أَسْمِعْ بِهِمْ وَأَبْصِرْ يَوْمَ يَأْتُونَنَا ۖ لَـٰكِنِ الظَّالِمُونَ الْيَوْمَ فِي ضَلَالٍ مُّبِينٍ ﴿٣٨﴾
Onları, hasret gününe karşı uyar, o zaman iş bitirilir ve onlar, (hâlâ) gaflet içerisindedirler, onlar, iman etmiyorlar. (*39)
وَأَنذِرْهُمْ يَوْمَ الْحَسْرَةِ إِذْ قُضِيَ الْأَمْرُ وَهُمْ فِي غَفْلَةٍ وَهُمْ لَا يُؤْمِنُونَ ﴿٣٩﴾
Şüphesiz Biz, Biziz arzın ve onun üzerinde bulunanların varisleri ve Bize döndürülecekler. (*40)

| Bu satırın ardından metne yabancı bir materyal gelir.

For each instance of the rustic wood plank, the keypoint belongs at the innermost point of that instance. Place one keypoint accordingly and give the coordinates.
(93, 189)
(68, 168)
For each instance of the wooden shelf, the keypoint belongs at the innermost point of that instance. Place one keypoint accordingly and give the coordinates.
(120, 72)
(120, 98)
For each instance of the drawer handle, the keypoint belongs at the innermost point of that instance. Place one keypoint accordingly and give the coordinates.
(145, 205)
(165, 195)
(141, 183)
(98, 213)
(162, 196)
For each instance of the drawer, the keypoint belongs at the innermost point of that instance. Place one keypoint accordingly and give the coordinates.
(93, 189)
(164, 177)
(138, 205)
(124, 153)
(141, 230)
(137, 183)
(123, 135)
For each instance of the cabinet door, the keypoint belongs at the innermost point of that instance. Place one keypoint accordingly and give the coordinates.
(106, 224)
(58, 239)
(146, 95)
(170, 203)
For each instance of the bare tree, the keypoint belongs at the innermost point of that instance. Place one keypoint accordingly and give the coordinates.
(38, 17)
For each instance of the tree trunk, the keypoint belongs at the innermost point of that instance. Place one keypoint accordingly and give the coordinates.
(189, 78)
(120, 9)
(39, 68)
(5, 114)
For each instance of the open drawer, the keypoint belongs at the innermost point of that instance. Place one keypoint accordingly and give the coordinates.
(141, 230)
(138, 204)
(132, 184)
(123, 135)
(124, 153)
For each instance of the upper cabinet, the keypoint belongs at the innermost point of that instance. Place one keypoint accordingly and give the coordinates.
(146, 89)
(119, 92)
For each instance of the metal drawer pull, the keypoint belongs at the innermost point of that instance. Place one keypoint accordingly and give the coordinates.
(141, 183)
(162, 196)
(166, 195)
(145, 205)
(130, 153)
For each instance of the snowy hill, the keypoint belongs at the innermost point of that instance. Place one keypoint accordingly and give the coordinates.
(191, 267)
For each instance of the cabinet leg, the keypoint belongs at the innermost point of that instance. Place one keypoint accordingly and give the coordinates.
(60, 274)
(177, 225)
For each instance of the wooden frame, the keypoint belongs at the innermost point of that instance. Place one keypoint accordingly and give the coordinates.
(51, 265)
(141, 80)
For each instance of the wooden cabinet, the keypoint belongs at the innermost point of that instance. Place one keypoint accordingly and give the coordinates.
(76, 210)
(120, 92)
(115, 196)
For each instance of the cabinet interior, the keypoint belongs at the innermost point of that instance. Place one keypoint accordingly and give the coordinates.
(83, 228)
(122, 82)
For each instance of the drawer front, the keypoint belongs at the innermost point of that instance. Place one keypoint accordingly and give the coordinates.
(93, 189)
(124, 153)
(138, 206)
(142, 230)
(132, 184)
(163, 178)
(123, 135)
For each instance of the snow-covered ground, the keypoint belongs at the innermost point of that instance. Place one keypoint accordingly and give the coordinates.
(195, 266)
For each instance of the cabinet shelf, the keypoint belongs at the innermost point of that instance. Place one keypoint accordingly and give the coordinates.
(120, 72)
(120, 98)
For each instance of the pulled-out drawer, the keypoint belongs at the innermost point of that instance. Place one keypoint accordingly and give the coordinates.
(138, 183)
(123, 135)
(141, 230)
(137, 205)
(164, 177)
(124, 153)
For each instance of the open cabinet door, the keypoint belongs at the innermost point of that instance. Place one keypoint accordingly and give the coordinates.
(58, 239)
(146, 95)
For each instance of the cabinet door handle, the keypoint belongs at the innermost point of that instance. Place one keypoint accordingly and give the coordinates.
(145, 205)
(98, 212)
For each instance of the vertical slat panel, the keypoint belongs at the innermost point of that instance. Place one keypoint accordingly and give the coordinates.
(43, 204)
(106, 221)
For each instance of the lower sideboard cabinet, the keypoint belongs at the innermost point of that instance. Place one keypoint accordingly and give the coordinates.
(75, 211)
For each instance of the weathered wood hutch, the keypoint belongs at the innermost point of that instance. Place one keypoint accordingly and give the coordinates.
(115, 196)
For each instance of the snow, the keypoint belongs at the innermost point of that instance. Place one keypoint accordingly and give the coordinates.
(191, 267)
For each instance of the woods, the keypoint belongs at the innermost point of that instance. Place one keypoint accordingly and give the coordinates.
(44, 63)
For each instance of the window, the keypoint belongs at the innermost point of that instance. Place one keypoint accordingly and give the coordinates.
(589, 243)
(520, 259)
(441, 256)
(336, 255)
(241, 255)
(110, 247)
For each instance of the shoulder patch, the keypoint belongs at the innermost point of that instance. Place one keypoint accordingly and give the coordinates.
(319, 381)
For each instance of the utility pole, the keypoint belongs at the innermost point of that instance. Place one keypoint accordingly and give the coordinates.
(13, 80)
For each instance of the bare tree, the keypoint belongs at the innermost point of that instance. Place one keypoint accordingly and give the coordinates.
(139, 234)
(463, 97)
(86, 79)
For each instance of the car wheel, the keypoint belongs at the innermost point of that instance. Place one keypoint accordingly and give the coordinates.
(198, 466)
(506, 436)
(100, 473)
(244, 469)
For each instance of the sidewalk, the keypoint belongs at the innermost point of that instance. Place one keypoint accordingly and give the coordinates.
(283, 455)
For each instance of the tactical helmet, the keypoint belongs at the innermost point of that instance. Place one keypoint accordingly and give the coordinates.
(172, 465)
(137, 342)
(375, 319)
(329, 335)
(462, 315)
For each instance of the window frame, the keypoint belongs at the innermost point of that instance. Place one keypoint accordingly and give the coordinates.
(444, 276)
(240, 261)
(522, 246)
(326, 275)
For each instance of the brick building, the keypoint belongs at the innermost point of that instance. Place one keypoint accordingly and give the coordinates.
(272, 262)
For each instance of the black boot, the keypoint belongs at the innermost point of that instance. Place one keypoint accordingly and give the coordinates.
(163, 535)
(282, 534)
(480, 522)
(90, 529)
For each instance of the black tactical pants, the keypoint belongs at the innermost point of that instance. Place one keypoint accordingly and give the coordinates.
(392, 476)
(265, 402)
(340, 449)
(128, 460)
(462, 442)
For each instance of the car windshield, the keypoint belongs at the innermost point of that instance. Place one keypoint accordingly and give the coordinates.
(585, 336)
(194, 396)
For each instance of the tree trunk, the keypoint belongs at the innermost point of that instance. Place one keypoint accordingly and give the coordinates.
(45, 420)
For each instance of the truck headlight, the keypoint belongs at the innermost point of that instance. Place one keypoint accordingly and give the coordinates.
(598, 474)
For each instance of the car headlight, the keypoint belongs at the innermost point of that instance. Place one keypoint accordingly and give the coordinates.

إِنَّا نَحْنُ نَرِثُ الْأَرْضَ وَمَنْ عَلَيْهَا وَإِلَيْنَا يُرْجَعُونَ ﴿٤٠﴾
Kitap’ta İbrahim’i de oku/zikret; gerçekten o, çok doğru sözlü bir nebiydi.
وَاذْكُرْ فِي الْكِتَابِ إِبْرَاهِيمَ ۚ إِنَّهُ كَانَ صِدِّيقًا نَّبِيًّا ﴿٤١﴾
Bir zaman babasına demişti ki: ‘Ey babacığım, niçin işitmeyen, görmeyen ve sana bir parça fayda vermeyen şeylere tapıyorsun?’
إِذْ قَالَ لِأَبِيهِ يَا أَبَتِ لِمَ تَعْبُدُ مَا لَا يَسْمَعُ وَلَا يُبْصِرُ وَلَا يُغْنِي عَنكَ شَيْئًا ﴿٤٢﴾
‘Ey babacığım, şüphesiz bana, sana gelmeyen bir ilim gerçekten bana geldi, şimdi bana tâbi ol, seni düzgün bir yola ileteyim.’
يَا أَبَتِ إِنِّي قَدْ جَاءَنِي مِنَ الْعِلْمِ مَا لَمْ يَأْتِكَ فَاتَّبِعْنِي أَهْدِكَ صِرَاطًا سَوِيًّا ﴿٤٣﴾
‘Ey babacığım, şeytana itaat etme, gerçekten şeytan, Rahman’a asi olmuştur.’
يَا أَبَتِ لَا تَعْبُدِ الشَّيْطَانَ ۖ إِنَّ الشَّيْطَانَ كَانَ لِلرَّحْمَـٰنِ عَصِيًّا ﴿٤٤﴾
‘Ey babacığım, gerçekten ben, Rahman’dan bir azabın sana dokunmasından korkuyorum, o durumda şeytanın dostu olursun.’ (*45)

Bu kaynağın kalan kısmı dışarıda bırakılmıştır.